From inside the VPC on only one server is running on that port, which is our server. You can go through the links below, but the setup is quite easy here.
application load balancer to manage traffic, like nginx.VPC and the PORT mapping.aws_lb_target_group to forward traffic to.
// Create an application load balancer attached with
// a security group and which zones to be present in.
resource "aws_lb" "app_lb" {
name = "app-server-lb"
internal = false
load_balancer_type = "application"
security_groups = [aws_security_group.konoha_api_sg.id]
subnets = [aws_subnet.app_server_subnet.id, aws_subnet.app_server_subnet2.id]
enable_deletion_protection = false
tags = {
Environment = var.ENVIRONMENT
Name = "KonohaServerLoadBalancer"
}
}
// Load balancer target group which is resposible for
// identifying which VPC to sent traffic and what port
// Depending on the health check, the target groups are
// registered or deregistered.
resource "aws_lb_target_group" "app_lb_tg" {
name = "KonohaServerTgHttp"
port = 9090
protocol = "HTTP"
vpc_id = aws_vpc.app_vpc.id
health_check {
healthy_threshold = 3
unhealthy_threshold = 10
timeout = 5
interval = 30
path = "/ping"
port = "9090"
matcher = "200-388"
}
}
// This here is the LB listening on port 80
resource "aws_lb_listener" "app_lb_listener" {
load_balancer_arn = aws_lb.app_lb.arn
port = "80"
protocol = "HTTP"
default_action {
type = "fixed-response"
fixed_response {
content_type = "text/plain"
message_body = "HEALTHY"
status_code = "200"
}
}
}
// This rule allows urls with /konoha/api/ prefix
// on port 80, to be forwared to the KonohaServerTgHttp target group
// which send the traffic to port 9090 in the VPC
resource "aws_lb_listener_rule" "app_server_lb" {
listener_arn = aws_lb_listener.app_lb_listener.arn
priority = 100
action {
type = "forward"
target_group_arn = aws_lb_target_group.app_lb_tg.arn
}
condition {
path_pattern {
values = ["/konoha/api/*"]
}
}
}
Here is a Gist of everything till now.
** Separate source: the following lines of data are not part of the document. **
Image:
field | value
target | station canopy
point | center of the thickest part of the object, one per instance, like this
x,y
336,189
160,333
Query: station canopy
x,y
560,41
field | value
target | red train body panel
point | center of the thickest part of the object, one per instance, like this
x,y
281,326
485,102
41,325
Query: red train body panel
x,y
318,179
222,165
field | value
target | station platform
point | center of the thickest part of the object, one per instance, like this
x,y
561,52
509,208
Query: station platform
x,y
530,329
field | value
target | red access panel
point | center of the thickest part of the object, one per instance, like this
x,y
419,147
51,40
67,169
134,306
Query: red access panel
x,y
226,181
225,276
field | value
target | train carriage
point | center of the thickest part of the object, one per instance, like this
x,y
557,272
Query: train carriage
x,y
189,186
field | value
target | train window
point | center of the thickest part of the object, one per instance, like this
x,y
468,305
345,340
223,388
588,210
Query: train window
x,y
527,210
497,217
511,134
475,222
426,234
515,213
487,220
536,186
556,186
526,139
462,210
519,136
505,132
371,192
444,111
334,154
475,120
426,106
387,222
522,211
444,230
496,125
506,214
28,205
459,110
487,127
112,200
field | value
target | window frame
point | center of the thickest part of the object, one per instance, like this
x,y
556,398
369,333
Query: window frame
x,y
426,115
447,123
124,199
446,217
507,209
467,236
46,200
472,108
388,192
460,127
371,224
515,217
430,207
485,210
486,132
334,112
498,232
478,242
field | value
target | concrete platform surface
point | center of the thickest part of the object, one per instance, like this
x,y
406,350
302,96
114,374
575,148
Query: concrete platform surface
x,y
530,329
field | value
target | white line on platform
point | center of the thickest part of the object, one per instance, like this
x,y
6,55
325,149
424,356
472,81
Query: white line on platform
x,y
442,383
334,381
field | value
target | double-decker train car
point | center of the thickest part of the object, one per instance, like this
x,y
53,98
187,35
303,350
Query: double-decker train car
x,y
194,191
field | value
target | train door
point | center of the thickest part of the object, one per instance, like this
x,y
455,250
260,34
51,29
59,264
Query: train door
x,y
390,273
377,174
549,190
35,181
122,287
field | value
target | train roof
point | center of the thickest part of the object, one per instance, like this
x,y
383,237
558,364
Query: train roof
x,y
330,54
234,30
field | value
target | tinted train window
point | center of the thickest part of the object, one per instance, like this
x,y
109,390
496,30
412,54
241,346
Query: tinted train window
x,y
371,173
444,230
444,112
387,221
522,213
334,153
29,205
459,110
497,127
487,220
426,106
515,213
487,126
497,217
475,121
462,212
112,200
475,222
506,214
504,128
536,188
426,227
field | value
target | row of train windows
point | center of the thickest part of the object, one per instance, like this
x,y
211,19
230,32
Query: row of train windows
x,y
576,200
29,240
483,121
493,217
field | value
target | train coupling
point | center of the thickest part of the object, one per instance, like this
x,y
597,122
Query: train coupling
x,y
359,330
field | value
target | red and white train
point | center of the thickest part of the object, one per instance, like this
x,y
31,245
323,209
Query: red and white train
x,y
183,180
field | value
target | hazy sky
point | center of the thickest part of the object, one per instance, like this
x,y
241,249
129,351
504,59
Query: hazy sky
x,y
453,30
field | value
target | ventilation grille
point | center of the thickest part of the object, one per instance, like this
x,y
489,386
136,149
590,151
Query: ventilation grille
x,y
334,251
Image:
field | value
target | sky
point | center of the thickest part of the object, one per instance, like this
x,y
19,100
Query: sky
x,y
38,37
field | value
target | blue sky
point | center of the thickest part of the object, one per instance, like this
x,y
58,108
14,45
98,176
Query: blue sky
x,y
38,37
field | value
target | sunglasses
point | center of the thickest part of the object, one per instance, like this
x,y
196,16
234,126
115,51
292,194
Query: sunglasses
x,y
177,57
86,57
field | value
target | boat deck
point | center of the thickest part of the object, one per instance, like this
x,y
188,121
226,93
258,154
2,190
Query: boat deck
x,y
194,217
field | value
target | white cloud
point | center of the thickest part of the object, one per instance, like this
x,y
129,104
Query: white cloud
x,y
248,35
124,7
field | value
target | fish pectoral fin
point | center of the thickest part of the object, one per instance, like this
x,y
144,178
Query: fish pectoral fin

Feel free to use it, modify it, or ask for help in comments.
Well, now everything over the network is unencrypted, cause we are not using HTTPS on port :443.
For that we will need to have to create a Route 53 thing, which will allow us to generate certificates, which we can attach. The auto renewal is done by AWS. I pray.